Search code examples
apiprometheusgrafanapromql

Can someone explain this PromQL query to me?


I'm new to promQL and I am using it to create grafana dashboard to visualize various API metrics like throughput, latency etc.

For measuring latency I came across these queries being used together. Can someone explain how are they working

histogram_quantile(0.99, sum(irate(http_request_duration_seconds_bucket{path="<API Endpoint>"}[2m])*30) by (path,le))

histogram_quantile(0.95, sum(irate(http_request_duration_seconds_bucket{path="<API Endpoint>"}[2m])*30) by (path,le))

Also I want to write a query which will show me number of API calls with latency greater than 4sec. Can someone please help me there as well?


Solution

  • The provided queries are designed to return 99th and 95th percentiles for the http_request_duration_seconds{path="..."} metric of histogram type over requests received during the last 2 minutes (see 2m in square brackets).

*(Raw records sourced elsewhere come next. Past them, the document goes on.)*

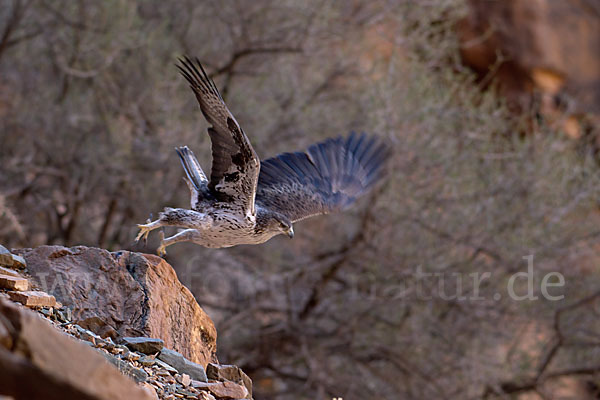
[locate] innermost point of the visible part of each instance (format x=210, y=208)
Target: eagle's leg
x=187, y=235
x=145, y=229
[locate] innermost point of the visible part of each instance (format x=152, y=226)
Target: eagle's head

    Unfortunately the provided queries have some issues:

    • They use irate() function for calculating the per-second increase rate of every bucket defined in http_request_duration_seconds histogram. This function isn't recommended to use in general case, because it tends to return jumpy results on repeated queries - see this article for details. So it is better to use rate or increase instead when calculating histogram_quantile.
    • They multiply the calculated irate() by 30. This has no any effect on query results, since histogram_quantile() normalizes the provided per-bucket values.

    So it is recommended to use the following query instead:

    histogram_quantile(0.99,
      sum(
        increase(http_request_duration_seconds_bucket{path="..."}[2m])
      ) by (le)
    )
    

    This query works in the following way:

    1. Prometheus selects all the time series matching the http_request_duration_seconds_bucket{path="..."} time series selector on the selected time range on the graph. These time series represent histogram buckets for the http_request_duration_seconds histogram. Each such bucket contains a counter, which counts the number of requests with duration not exceeding the value specified in the le label.

    2. Prometheus calculates the increase over the last 2 minutes per each selected time series, e.g. how many requests hit every bucket during the last 2 minutes.

    3. Prometheus calculates per-le sums over bucket values calculated at step 2 - see sum() function docs for details.

    4. Prometheus calculates the estimated 99th percentile for the bucket results returned at step 3 by executing histogram_quantile function. The error of the estimation depends on the number of buckets and the le values. More buckets with better le distribution usually give lower error for the estimated percentile.